В моём купе сидела старуха и вязала. Узловатые пальцы мелькали так быстро, что у меня закружилась голова. Она была деревянная, только пальцы её управлялись каким-то диковинным механизмом.
Поезд тронулся, в купе спиной вошла проводница и поставила подстаканники на приготовленный мной билет. Какая невежливость! Знала бы она, чего мне стоило достать билет на этот поезд! Сдерживая дрожь негодования, я поправила неровно стоящие подстаканники. Только тут я заметила, что подстаканников было три. Значит, в купе есть кто-то ещё? Разве что осень, которая свистит окном и бормочет опавшей листвой, как забредший на огонёк алкоголик. Деревянная старуха кивнула головой, цокнулась спицами и улыбнулась.
Со времён, когда паровозы перестали запрягать лошадьми, а химический состав воды стал известен каждому, пытливые души наших современников бьются над разгадками тайн пустых небес. Но это не по мне. Деревянная старуха напротив ближе мне, чем живая сила вдохновения. Она дышит своими деревянными лёгкими, взлетая над обрывами сознания, пляшет над ночными тополями вдоль дороги, разговаривает с конями, тянущими наш паровоз.
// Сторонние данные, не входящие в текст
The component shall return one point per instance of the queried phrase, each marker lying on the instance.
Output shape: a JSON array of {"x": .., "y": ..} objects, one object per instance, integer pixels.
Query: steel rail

Её немощное тело извивается лентой реки, через которую едет наш поезд.
Внезапно солнце, через рваную дыру в убегающем облаке, осветило насквозь и меня, и деревянную старуху, и три подстаканника на нашем столике. Только осень, покрытая мглою неудач, попыталась бежать, но была сбита эти лучом навылет. Царапая тёмной рукой ветхую скатерть на нашем столике, она затихла, бессмысленно страшная в своей нелепой кончине. Крайний подстаканник не удержался и со звонким шумом ударился об пол.